28 septembre 2009
Samedi, c'est à Pontivy (56) que l'UDB, Union démocratique bretonne, tenait sa convention nationale. Les délégués des sixfédérations étaient réunis en vue de préparer les régionales de 2010. Trois options se présentaient à ce parti régionaliste ancré à gauche: 100% autonome, «mais il faut être réaliste et pragmatique, notre objectif est d'être visible», commentait Mona Bras, porte-parole du mouvement.

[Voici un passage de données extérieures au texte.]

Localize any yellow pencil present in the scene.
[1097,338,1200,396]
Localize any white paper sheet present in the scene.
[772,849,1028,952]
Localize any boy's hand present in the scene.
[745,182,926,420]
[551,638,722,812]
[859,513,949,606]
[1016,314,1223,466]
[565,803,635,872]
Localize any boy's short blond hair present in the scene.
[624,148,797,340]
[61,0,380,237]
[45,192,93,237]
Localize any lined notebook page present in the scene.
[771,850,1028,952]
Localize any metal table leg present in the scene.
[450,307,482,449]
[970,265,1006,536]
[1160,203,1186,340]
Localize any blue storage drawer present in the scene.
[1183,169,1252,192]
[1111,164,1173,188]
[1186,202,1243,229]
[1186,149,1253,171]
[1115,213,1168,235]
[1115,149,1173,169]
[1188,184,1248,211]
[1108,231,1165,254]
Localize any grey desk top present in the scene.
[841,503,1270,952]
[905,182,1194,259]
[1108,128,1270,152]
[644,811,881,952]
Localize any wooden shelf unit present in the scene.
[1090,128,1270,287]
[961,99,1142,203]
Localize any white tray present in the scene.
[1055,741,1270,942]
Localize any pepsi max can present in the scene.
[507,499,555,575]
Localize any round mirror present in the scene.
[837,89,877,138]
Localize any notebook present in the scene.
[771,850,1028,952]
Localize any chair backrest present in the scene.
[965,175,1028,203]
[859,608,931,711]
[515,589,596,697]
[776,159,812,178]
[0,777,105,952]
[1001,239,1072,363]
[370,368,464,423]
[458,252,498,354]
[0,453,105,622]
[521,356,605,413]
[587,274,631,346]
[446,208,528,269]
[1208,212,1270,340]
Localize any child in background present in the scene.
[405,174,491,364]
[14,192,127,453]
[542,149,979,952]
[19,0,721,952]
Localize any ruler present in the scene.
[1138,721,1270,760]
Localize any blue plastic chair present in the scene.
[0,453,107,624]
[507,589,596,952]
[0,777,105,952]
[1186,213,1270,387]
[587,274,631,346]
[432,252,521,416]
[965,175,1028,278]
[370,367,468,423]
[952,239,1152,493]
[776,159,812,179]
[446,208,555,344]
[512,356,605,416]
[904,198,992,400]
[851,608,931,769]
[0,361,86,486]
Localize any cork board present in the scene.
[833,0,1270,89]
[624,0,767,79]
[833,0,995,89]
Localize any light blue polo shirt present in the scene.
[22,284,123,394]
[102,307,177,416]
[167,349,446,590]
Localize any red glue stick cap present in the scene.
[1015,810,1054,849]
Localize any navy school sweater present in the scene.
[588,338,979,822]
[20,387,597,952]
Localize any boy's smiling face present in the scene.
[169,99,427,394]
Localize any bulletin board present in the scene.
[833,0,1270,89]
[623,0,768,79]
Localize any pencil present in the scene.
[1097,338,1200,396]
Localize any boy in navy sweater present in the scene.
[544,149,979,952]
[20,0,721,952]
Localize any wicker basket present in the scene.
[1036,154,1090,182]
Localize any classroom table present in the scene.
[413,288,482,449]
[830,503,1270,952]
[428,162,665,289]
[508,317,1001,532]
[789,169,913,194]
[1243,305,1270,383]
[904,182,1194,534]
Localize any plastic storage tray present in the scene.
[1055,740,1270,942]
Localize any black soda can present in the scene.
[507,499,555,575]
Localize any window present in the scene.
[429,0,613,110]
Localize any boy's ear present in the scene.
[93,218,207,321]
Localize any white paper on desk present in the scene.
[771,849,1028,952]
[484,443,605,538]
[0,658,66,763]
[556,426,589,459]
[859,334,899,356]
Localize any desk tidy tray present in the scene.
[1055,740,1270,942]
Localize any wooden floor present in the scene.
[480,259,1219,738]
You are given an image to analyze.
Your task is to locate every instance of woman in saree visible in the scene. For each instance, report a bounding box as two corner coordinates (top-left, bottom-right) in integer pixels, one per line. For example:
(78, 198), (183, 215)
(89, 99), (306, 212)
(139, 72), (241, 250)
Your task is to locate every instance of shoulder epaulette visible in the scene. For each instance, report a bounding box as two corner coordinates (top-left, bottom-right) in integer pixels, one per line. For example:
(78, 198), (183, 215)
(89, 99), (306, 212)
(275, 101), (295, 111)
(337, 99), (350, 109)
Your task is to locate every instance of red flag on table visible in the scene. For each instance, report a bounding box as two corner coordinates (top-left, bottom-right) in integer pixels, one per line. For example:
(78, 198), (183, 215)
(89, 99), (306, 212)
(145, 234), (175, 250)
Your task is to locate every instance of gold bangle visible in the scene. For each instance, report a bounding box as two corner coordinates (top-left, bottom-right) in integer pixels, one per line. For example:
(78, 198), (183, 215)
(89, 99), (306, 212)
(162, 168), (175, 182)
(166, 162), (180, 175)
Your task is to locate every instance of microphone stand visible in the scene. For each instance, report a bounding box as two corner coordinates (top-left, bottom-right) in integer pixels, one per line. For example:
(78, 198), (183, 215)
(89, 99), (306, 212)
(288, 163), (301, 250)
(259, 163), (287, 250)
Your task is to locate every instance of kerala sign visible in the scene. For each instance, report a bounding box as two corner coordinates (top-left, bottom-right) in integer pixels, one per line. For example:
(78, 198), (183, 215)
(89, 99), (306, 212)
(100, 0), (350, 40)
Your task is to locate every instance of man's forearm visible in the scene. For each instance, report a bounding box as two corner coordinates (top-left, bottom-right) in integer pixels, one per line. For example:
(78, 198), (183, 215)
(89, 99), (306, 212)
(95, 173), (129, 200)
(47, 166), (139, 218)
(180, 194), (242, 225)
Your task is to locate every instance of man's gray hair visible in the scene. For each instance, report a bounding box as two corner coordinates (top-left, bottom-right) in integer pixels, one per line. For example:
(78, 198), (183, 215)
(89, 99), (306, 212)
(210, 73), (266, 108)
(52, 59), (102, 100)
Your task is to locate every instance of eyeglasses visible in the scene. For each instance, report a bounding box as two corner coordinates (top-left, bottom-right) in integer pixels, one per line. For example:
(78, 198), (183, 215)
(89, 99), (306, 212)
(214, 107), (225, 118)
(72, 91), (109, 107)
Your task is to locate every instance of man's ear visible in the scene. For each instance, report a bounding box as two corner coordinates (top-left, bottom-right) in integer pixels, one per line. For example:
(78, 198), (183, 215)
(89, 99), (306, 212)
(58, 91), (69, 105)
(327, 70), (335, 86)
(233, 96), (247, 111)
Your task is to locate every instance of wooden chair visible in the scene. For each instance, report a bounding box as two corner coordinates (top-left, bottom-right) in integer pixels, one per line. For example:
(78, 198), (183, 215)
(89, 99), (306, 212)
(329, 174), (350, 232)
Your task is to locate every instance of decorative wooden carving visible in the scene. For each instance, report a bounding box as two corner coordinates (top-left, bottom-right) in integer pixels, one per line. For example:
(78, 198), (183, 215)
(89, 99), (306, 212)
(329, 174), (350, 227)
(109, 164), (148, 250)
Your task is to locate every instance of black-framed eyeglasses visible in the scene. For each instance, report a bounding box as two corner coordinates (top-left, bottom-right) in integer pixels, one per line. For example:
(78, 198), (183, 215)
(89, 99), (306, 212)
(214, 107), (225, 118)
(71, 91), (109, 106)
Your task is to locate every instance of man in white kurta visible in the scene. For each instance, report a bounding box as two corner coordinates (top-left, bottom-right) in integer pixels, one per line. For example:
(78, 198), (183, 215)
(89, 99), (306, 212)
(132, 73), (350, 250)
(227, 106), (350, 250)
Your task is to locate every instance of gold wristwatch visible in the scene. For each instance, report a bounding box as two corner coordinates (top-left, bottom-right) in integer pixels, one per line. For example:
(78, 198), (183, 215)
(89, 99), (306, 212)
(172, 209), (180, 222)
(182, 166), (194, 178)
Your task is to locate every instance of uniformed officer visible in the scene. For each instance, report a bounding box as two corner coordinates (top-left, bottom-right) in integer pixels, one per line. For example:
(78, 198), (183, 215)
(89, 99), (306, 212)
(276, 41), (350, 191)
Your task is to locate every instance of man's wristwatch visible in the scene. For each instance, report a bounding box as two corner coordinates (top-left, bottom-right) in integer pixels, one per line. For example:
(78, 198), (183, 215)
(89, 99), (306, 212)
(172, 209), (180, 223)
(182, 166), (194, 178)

Une autre stratégie visait à se rallier à Jean-Yves Le Drian, un axe défendu finalement par un peu plus de 30% des adhérents. Car si le bilan du président de Région est soutenu par l'UDB, qui reconnaît son ambition pour la Bretagne, «il porte le boulet de son parti, et l'image du PS aujourd'hui n'est pas très porteuse», ajoutait la porte-parole. Finalement, dans la continuité des élections européennes, c'est avec Europe Écologie que l'Union démocratique bretonne, avec plus de 60% des voix, compte défendre son projet. Celui-ci comporte notamment deux notions principales: la compétence de l'eau et la régionalisation des aides de la Pac. Des idées fortes rallient Europe Écologie à l'UDB: «C'est, de plus, la seule force à parler d'autonomie régionale», signalait Mona Bras.
Des élections importantes
En 2004, aux côtés de Bretagne verte et solidaire, l'UDB avait remporté 9,80% des voix. «Depuis, la crise est passée par là et vient impacter toutes les politiques». L'Union démocratique entend tirer son épingle du jeu, revendiquant «des élus enracinés qui sont au contact de la vie quotidienne des Bretons». Et Mona Bras de bien souligner «qu'il ne faut pas se tromper d'élections. Les régionales sont importantes, surtout pour nous: il en va de l'avenir de notre territoire. Nous voulons défendre, à travers les régions, l'unité européenne plutôt que l'uniformité française».